三人はラクダをナジャに預け、ハキム王から譲り受けた小型の魔導飛行艇に乗り込んだ。目指すは、大陸の中央にそびえ立つ断崖絶壁『天空の回廊』。
飛行艇の甲板で、アルトは激しく吹きつける風を感じていた。
「……セラフィナさん、見て。雲があんなに近くにある。世界樹様の梢も、きっとこんな景色なんだろうな」
「ええ。アルト様、私たちは確実に、あなたの故郷へ近づいています。……どんなに高い場所でも、私はあなたを支え続けます」
セラフィナがアルトの腕にそっと寄り添う。第27話での「リンゴの誓い」以来、二人の間には言葉以上の信頼と、少しの甘い空気が漂うようになっていた。

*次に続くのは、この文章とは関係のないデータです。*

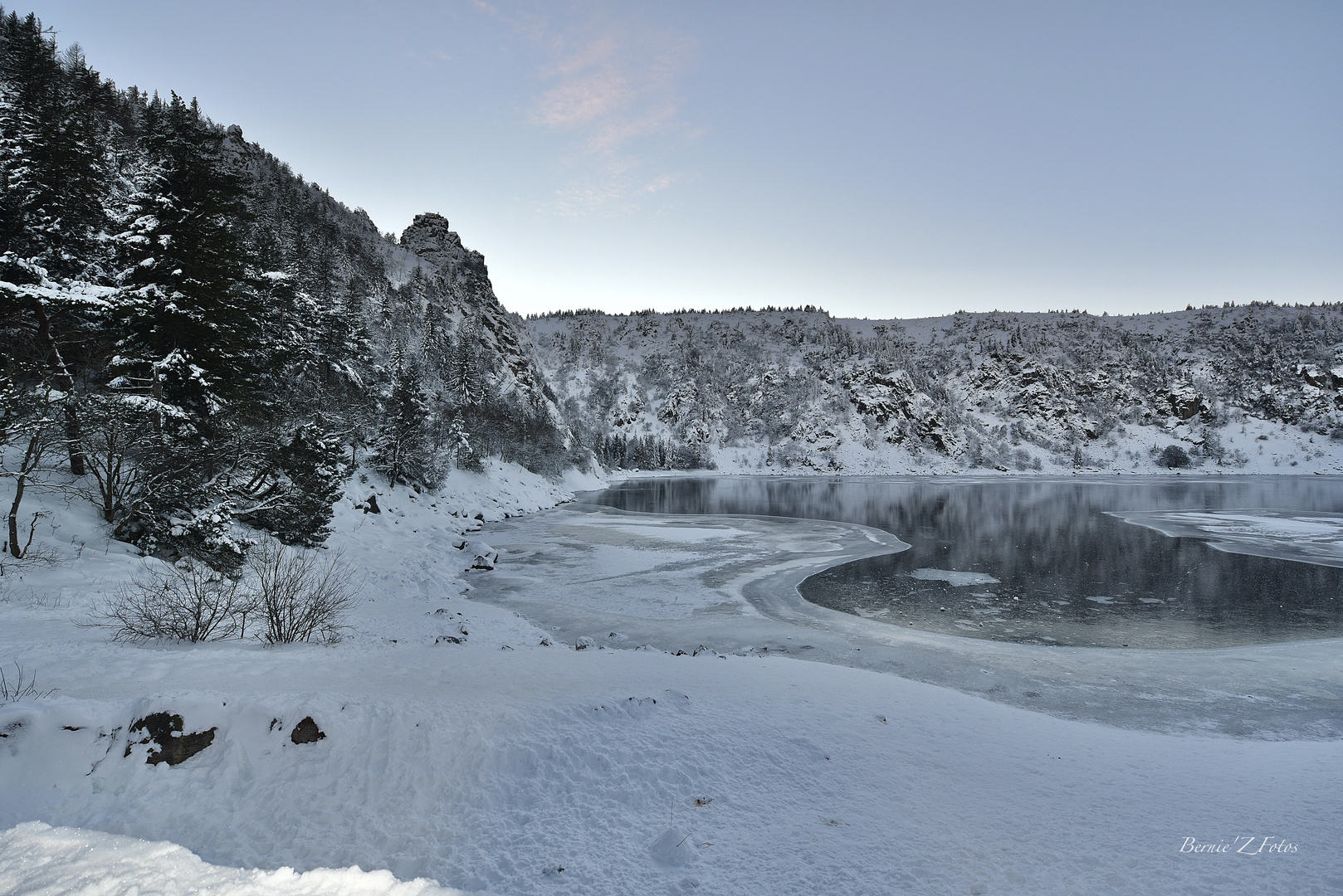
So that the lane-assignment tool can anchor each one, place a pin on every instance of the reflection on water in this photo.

だが、その平穏を切り裂くように、雲の切れ間から帝国の高速飛行艇が数隻、姿を現した。
「……ゼクスの奴、しつこいわね! アルト、あいつらまた新しい玩具(兵器)を連れてきてるわよ!」
シャミラが鋭い目で捉えたのは、帝国の飛行艇から投下された自律型の小型ゴーレム――『魔導羽刃』。風の魔力で刃を回転させ、アルトたちの飛行艇を解体しようと迫る。

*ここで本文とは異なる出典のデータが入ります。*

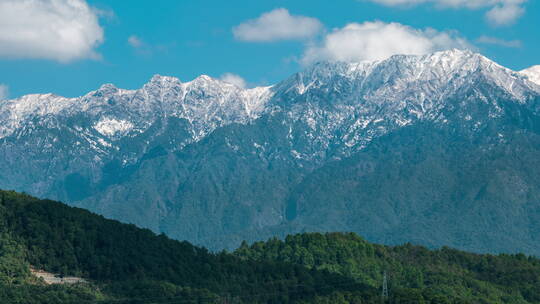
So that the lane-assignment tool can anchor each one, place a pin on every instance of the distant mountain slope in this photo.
(207, 162)
(125, 264)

「……みんな、下がって。……少しずつ、身体を慣らしていかないと」
アルトは甲板の先頭に立ち、深く腰を落とした。
「【炎華】!!」
激しい風の中でも、アルトの身体から噴き出す朱色のオーラは消えない。彼は迫りくる魔導羽刃を、一発の拳で叩き落とした。
「……次はこれだ。【水鏡】!!」
炎から一転、澄み渡るような青いマナがアルトを包む。彼は飛行艇の周囲に「空気の層」を固定し、激しい風の抵抗を無効化した。

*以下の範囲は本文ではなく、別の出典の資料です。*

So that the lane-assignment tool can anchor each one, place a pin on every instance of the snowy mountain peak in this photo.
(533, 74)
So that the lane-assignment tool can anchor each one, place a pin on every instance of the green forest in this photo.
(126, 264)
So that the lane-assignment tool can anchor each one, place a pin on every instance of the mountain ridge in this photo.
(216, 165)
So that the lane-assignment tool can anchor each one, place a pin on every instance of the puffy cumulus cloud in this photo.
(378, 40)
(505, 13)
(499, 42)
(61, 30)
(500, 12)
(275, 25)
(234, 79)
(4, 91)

「……よし。……一気に、あの崖の上まで駆け上がるよ!」
その頃、帝国の移動要塞の深部では、ゼクスが自身の右腕を機械の義肢へと繋ぎ替えていた。
「……ククク。マナを一段階ずつ昇華させる『フェーズ』のメカニズム、ようやく理解したぞ。アルト殿。……君のオリジナルの肉体と、私のこの究極の『魔導義体』……どちらが先に、第4の門へ到達するか……楽しみだ」
ゼクスの瞳は、アルトとは対照的な、冷たく不気味な紫色の光を放っていた。